First of all, the term often has a nebulous meaning. Oftentimes, the term is shorthand for “artificial general intelligence” or “strong AI.” In this theoretical construct, non-organic intelligence has the ability to reason and carry out an array of tasks. It is also this kind of AI Hollywood has referenced in films like “The Terminator,” as well as the variety that elicits dystopian fears in the likes of Elon Musk and Bill Gates. But the question of when such a form of AI will exist is impossible to decidedly answer. Gartner reasons it will probably be decades before researchers create machines capable of approximating human reasoning, even though machines trained at narrow tasks can outshine humans in intellectual games such as chess and, more recently Go. Martin Ford, author of “Architects of Intelligence: The truth about AI from the people building it,” said most experts believe strong AI is a decidedly unpredictable thing.

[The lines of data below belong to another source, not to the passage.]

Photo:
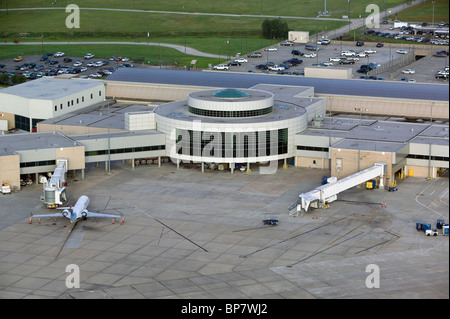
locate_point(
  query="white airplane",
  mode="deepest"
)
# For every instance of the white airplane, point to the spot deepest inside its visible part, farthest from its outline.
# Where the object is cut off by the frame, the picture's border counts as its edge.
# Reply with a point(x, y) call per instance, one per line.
point(77, 212)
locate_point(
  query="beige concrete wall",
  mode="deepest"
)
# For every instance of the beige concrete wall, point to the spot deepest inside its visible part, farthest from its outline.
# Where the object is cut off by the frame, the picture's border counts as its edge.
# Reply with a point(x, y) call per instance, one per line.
point(322, 163)
point(144, 91)
point(349, 159)
point(10, 170)
point(8, 117)
point(419, 171)
point(387, 106)
point(73, 130)
point(328, 73)
point(74, 155)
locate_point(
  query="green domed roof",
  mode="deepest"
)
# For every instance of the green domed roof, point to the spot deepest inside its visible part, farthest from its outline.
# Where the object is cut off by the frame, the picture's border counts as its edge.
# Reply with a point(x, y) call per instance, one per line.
point(231, 94)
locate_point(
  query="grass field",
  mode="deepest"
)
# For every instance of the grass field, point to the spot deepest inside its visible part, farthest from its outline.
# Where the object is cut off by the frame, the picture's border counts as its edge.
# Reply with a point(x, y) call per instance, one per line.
point(299, 8)
point(424, 12)
point(209, 34)
point(115, 24)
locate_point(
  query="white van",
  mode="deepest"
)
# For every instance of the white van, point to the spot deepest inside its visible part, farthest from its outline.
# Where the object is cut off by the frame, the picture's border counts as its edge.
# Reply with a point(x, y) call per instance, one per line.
point(348, 53)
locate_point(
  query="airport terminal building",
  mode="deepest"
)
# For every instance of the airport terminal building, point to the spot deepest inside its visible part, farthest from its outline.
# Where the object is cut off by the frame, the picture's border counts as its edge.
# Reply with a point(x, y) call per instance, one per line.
point(231, 121)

So are, it seems, industrial revolutions. While concepts such as Industrie 4.0 broadly hint that the convergence of AI, IIoT and other technologies could foment the next industrial revolution, productivity in Western nations has been sluggish for decades. U.S. industrial production for factories, mines and utilities dipped 0.1% in March, which, as the WSJ put it, “reinforces the view that manufacturing has hit a soft patch.”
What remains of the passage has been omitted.